Brent crude stayed above $93 per barrel on Thursday after rallying on an output cut by Norway and positive economic data from the United States, while investors eyed a summit of EU leaders that is unlikely to produce concrete measures to contain the bloc's protracted debt crisis.




EU leaders will start a two-day meeting in Brussels openly divided on Thursday, with German Chancellor Angela Merkel pitting herself against France and Italy, insisting that they put the bloc's fundamental problems ahead of pleas for emergency action.

Brent crude had edged down 3 cents to $93.47 per barrel by 0211 GMT, after settling at $93.50 on Wednesday, the highest in just over a week.

U.S. crude is up for a third day at $80.42, 21 cents higher than the previous day's close.

"Over the next few months, we do see higher prices, but that's on the basis that Europe doesn't take a turn for the worst," said Jeremy Friesen, a Hong Kong-based commodity strategist at Societe Generale. "We could see the rally extending if investors see the EU meeting as constructive."
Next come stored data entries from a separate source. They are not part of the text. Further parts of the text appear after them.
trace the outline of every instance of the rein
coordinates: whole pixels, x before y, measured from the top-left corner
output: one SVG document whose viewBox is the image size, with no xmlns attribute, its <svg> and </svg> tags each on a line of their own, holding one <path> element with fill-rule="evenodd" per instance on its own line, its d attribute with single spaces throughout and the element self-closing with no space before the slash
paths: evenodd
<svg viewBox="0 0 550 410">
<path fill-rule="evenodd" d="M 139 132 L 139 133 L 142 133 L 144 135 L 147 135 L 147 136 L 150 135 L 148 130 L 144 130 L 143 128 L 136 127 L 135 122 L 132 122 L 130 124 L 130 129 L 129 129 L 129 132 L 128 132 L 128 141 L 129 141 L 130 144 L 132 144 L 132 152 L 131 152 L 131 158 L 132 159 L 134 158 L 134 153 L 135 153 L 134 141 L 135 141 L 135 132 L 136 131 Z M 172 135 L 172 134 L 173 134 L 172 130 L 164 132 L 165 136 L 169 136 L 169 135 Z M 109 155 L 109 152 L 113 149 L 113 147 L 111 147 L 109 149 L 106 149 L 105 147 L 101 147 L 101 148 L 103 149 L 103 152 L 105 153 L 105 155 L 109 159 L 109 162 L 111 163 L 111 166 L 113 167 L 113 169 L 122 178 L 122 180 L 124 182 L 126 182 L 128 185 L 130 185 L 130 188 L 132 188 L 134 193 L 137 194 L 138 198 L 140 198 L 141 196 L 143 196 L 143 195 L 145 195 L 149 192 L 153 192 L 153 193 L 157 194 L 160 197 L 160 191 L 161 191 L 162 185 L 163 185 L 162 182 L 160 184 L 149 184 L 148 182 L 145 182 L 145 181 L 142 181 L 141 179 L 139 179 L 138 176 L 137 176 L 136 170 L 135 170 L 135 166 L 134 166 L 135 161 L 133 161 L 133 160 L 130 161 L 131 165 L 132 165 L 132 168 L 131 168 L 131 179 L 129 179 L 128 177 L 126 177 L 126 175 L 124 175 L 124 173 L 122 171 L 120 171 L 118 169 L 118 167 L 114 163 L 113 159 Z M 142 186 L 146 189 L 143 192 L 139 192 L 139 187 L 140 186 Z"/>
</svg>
Positive economic data from the United States buoyed global markets ahead of the EU summit. Demand for long-lasting U.S. manufactured goods rebounded while a gauge of business spending plans rose. But slowing global growth suggest the momentum might not be sustained.
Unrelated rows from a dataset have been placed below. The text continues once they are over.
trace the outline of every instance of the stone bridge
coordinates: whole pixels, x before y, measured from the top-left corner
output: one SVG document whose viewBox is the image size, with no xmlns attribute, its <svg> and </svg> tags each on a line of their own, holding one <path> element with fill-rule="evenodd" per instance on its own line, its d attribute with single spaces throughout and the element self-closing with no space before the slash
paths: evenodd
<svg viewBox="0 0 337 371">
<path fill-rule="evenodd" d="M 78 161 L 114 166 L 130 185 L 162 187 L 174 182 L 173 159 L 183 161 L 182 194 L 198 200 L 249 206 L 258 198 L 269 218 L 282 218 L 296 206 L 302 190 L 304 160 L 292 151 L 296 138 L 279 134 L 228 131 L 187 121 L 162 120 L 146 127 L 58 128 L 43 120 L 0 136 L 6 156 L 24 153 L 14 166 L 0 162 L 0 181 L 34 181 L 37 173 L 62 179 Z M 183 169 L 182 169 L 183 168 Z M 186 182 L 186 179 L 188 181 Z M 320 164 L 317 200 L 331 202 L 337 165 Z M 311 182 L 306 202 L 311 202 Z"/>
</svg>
"You can be bullish about the U.S. but your bullishness won't last until Europe recovers. It's the same for China," Friesen said.
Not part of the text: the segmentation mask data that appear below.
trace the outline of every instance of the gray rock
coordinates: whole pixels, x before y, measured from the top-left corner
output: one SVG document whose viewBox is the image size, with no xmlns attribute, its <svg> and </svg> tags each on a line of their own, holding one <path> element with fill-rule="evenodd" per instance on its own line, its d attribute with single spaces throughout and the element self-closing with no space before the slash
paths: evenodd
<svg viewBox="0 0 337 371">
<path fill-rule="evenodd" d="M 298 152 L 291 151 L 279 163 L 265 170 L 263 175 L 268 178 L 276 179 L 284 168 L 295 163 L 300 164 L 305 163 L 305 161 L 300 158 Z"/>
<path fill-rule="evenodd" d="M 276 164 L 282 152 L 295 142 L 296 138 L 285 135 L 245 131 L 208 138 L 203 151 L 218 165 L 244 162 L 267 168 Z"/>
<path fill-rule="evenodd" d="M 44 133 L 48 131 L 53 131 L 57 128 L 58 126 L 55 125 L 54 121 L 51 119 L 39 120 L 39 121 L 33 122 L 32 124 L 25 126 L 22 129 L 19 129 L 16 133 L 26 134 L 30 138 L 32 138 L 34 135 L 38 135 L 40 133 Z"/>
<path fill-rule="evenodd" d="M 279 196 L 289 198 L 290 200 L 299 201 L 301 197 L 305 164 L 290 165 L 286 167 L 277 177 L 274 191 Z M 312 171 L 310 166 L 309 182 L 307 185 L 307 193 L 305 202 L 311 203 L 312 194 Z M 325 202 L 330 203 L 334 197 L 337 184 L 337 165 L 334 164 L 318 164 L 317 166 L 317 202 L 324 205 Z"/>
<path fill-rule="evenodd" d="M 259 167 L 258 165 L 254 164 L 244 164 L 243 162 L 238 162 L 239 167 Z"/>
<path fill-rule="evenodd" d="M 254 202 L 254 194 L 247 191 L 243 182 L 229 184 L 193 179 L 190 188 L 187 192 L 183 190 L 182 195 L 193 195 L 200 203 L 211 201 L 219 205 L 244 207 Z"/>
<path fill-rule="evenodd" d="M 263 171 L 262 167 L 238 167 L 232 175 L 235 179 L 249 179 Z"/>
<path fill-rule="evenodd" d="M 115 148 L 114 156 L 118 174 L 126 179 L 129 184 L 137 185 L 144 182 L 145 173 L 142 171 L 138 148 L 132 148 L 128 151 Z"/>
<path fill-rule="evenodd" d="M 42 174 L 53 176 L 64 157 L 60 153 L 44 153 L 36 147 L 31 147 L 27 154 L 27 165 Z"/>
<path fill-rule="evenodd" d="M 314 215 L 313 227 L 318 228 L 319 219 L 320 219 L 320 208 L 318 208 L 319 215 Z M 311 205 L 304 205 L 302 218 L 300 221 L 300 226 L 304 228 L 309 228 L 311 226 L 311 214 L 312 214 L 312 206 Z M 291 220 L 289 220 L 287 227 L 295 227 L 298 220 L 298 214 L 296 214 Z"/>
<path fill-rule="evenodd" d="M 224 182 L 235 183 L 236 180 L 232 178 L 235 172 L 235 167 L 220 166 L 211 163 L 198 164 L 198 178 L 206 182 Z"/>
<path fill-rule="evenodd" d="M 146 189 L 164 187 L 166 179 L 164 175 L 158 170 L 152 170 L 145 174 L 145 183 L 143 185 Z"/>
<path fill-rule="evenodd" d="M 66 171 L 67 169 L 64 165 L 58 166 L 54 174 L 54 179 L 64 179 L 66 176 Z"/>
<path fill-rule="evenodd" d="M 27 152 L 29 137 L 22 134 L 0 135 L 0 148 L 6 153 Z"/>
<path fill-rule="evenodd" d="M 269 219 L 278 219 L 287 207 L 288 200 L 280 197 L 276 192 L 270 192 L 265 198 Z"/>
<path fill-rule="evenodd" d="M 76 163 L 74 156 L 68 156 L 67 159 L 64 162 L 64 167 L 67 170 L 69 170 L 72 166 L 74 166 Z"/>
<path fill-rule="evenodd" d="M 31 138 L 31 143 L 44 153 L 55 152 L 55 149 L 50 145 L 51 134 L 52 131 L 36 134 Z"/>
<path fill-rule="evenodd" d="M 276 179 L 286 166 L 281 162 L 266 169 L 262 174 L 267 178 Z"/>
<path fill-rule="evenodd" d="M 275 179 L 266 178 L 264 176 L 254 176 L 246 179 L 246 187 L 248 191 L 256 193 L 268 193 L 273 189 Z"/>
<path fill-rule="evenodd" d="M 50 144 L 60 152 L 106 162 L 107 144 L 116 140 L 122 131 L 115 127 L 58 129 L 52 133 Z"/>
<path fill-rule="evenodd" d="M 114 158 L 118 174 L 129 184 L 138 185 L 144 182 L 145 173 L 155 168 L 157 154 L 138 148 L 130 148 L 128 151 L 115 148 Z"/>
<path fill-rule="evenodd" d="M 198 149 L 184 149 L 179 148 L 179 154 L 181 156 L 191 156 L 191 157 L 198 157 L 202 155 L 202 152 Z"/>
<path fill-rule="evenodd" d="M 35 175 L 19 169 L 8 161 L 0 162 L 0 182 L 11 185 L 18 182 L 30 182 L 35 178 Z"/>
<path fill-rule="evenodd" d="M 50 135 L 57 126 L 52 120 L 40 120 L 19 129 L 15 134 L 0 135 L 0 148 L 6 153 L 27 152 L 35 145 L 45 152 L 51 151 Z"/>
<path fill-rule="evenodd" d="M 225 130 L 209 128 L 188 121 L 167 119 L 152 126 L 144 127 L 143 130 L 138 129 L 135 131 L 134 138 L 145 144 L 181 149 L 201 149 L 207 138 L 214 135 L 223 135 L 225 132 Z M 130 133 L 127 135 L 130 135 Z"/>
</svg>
U.S. crude oil stocks fell slightly last week on a dip in crude imports and increased refining rates, while fuel stockpiles were mixed as gasoline inventories rose and distillates fell, government data showed.


Brent's rally this week was partly due to supply disruptions in Norway, the world's eighth-largest oil exporter, analysts said.

Oil production in Norway is down by about 240,000 barrels of oil per day, or 15 percent of capacity, due to an oil workers' strike, a local industry association said, although the country's labour minister said the government was far from intervening.

Investors are also keeping a close watch on the impact of Western sanctions on Iranian crude supply as deadlines loomed.

"The Iran story is far from over," Jason Schenker, president of Prestige Economics in Austin, Texas, wrote in a note.

A full EU embargo on Iranian crude on July 1 could be bullish for oil as it created some short-term disruptions in global oil markets, he said.

"This situation could also easily bring geopolitical risks with Iran back to the front pages."

OPEC's second-largest producer Iran acknowledged for the first time on Wednesday that its oil exports have fallen sharply, down 20-30 percent from normal volumes of 2.2 million barrels daily.